Tunnel Options for AI Agents: How They Compare
| Feature | ngrok | Cloudflare Tunnel | Localtonet |
|---|---|---|---|
| Free plan available | ✔ | ✔ | ✔ |
| Fixed subdomain (free tier) | ✘ | ✔ | ✔ |
| No domain required | ✔ | ✘ (needs a domain) | ✔ |
| IP allowlisting | ✔ (paid) | ✔ | ✔ |
| TCP tunnels (for non-HTTP agents) | ✔ (paid) | ✘ | ✔ |
| Multiple tunnels simultaneously | ~ (limited on free) | ✔ | ✔ |
| No Cloudflare account needed | ✔ | ✘ | ✔ |
| Request inspection dashboard | ✔ | ~ | ✔ |
| Price (entry paid tier) | $10/month | Free (needs domain ~$10/yr) | $3/month |
ngrok has the most mature inspection UI and is the most widely documented option. If your team already pays for it, there's no reason to switch. Cloudflare Tunnel is excellent when you own a domain and want to integrate with Cloudflare Access for zero-trust auth. The setup takes longer and requires a Cloudflare account. Localtonet wins on price, requires no domain, and gives you a fixed subdomain on the free plan, which matters a lot for AI agent webhooks that need a stable URL.
Frequently Asked Questions
How do I expose an AI agent to the internet without a static IP?
Use a reverse tunnel. Install the Localtonet Client on the same machine as your AI framework, log in with your token, then create and start an HTTP tunnel from the dashboard pointing at the port your framework listens on (e.g., 8000). Localtonet assigns a public HTTPS URL that routes traffic to your local port. No static IP and no router changes needed.
Can I expose an MCP server to remote Claude Desktop clients?
Yes. Start your MCP server with HTTP+SSE transport on a local port (default 3000), then tunnel that port with Localtonet. Update the claude_desktop_config.json on the remote client to point the server URL at your public tunnel URL (e.g., https://abc123.localto.net/sse). The remote Claude Desktop instance will connect to your locally running MCP server as if it were on the same machine.
Does the public URL change every time I restart the tunnel?
On the free plan with a random subdomain, yes, the URL changes on restart. If your agent receives webhooks from OpenAI, Slack, or other services, a changing URL means you'd need to re-register it every time. Reserve a custom subdomain in the Localtonet dashboard to get a stable URL that survives restarts.
Is it safe to expose a local AI agent over a tunnel?
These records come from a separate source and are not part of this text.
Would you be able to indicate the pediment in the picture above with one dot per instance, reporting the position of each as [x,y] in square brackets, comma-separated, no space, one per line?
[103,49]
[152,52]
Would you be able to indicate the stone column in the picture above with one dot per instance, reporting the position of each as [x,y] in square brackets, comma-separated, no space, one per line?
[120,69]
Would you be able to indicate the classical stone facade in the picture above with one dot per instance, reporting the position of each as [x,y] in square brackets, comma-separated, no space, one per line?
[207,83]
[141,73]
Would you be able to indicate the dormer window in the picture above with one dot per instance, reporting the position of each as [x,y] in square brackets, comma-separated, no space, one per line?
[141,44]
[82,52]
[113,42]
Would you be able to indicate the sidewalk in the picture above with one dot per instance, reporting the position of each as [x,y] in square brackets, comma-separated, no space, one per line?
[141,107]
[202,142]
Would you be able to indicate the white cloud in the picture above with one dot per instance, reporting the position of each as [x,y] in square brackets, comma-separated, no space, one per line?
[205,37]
The tunnel itself uses TLS encryption and doesn't open any inbound ports on your machine. The risk is at the application layer: anyone who knows your URL can call your agent endpoints. Mitigate this by enabling IP allowlisting in the Localtonet dashboard and adding a shared secret header check in your FastAPI routes. For production-grade deployments, also consider adding rate limiting at the framework level.
Can I run multiple AI agent frameworks on separate tunnels at the same time?
Yes. Each framework should listen on a different port (e.g., LangChain on 8000, MCP server on 3000, AutoGen on 8001). Create a separate HTTP tunnel in the Localtonet dashboard for each port. Each tunnel gets its own public URL and operates independently.
My agent runs long tasks. Will the tunnel connection time out?
Standard HTTP connections time out after 30-60 seconds on most proxies. For agent tasks that take longer, switch to streaming responses using Server-Sent Events (SSE) or WebSocket transport. LangServe, AutoGen, and the OpenAI Agent SDK all support streaming. The tunnel handles SSE and WebSocket connections without any special configuration.
How do I expose a CrewAI agent for remote access?
CrewAI doesn't ship a built-in HTTP server. Wrap your crew.kickoff() call inside a FastAPI POST endpoint, bind FastAPI to 0.0.0.0:8000. Then in the Localtonet dashboard, create an HTTP tunnel for port 8000 and start it. Remote callers POST to your public URL, the FastAPI handler triggers the crew, and the result returns in the HTTP response.
Does Localtonet work on a machine behind a VPN or corporate proxy?
In most cases yes, because the Localtonet Client connects outbound over HTTPS (port 443), which corporate proxies and VPNs typically allow. If your environment blocks outbound connections to non-standard ports or requires proxy authentication, check the Localtonet documentation for proxy configuration options for the Client.